„Nie chodzi o rodzaj zastosowanej okładziny elewacyjnej. Zmarnowano szansę zaadaptowania do nowej funkcji tej niezbyt urodziwej struktury” – miejski konserwator zabytków Michał Dębowski komentuje efekty remontu tarasów Zamku Książąt Pomorskich w Szczecinie.

To zarazem odpowiedź na artykuł, który został opublikowany w portalu wSzczecinie.pl. Internautom nie spodobała się nowa elewacja tarasów zamkowych, która została wykonana z piaskowca i ma nawiązywać do architektonicznej historii zabytku.

„Zaplecze pozostanie jedynie zapleczem”

Zdaniem Michała Dębowskiego, w tym przypadku nie chodzi o rodzaj zastosowanej okładziny. Błędem ma być utrwalenie w nich „funkcji magazynowej i gospodarczej”.

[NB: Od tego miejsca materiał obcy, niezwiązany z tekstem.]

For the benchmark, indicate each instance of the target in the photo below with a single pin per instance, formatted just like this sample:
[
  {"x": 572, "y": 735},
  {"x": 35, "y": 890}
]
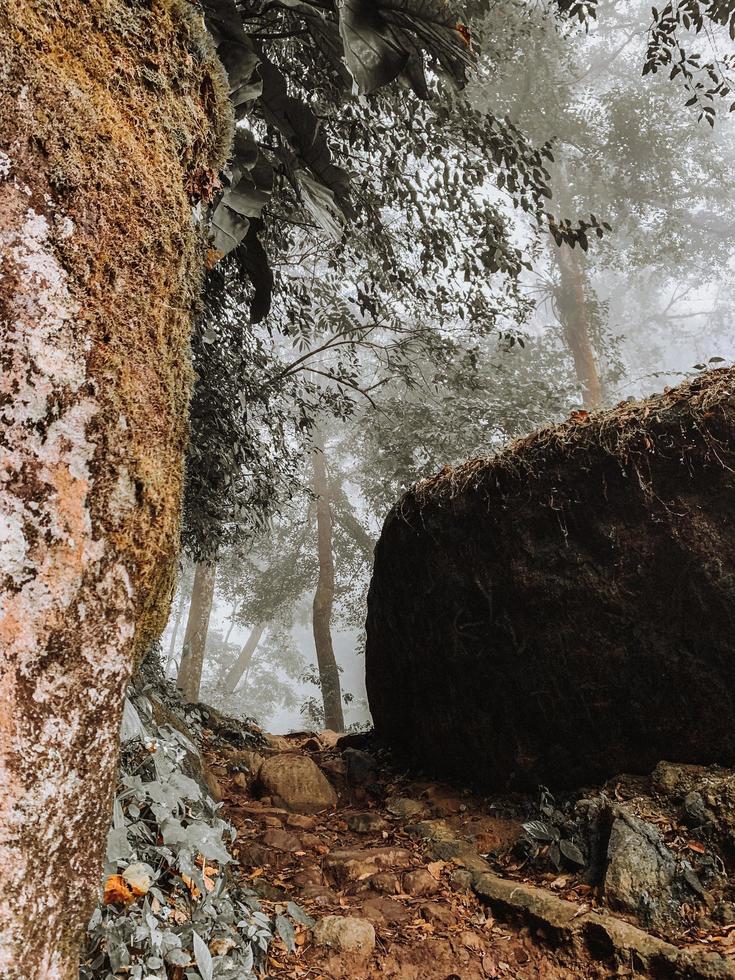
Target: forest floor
[{"x": 434, "y": 883}]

– Niezależnie od tego, jak bardzo szlachetnym materiałem obłoży się elewację zaplecza, zawsze pozostanie ono jedynie zapleczem o elewacji nie odbiegającej jakością od magazynu sklepu wielkopowierzchniowego – krytykuje.

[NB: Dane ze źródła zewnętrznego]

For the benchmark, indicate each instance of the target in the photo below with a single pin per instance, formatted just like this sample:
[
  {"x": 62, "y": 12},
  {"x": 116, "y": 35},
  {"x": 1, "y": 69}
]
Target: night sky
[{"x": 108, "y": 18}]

Mogły być „przeszklone witryny, kafejki, antykwariaty, galerie sztuki”

Jak przekonuje, tarasy zamkowe od strony ulicy Kuśnierskiej mogły zostać zaadaptowane do zupełnie nowej funkcji.

– Wyobraźcie sobie, że pojawiają się pięknie obudowane, przeszklone witryny, a przechadzający się ulicą Kuśnierską turyści korzystają z oferty ulokowanych w budynku kafejek, antykwariatów, galerii sztuki i sklepów z pamiątkami. Utrwalenie dawnej funkcji magazynowej przekreśliło możliwość wskrzeszenia staromiejskiego klimatu na jednej z najbardziej autentycznych i malowniczych ulic starego Szczecina – uważa miejski konserwator zabytków.

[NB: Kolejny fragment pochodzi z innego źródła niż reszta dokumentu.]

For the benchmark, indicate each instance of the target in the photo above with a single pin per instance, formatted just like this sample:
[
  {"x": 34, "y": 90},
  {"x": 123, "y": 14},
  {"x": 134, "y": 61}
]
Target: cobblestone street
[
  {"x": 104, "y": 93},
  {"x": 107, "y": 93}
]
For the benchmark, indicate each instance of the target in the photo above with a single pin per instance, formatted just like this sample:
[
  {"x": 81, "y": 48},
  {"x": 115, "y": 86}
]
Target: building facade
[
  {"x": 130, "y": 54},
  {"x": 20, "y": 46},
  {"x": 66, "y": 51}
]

Na braku zmiany funkcji tarasów zamkowych nie koniec. Michał Dębowski zwraca również uwagę, że zarządzający zabytkiem i remontem nie wykorzystali walorów odkrytego niedawno muru oporowego południowego skrzydła zamku.

– Tym samym jedna z nielicznych oryginalnych struktur budowlanych zamku została raz na zawsze ukryta przed oczami mieszkańców i turystów – dodaje.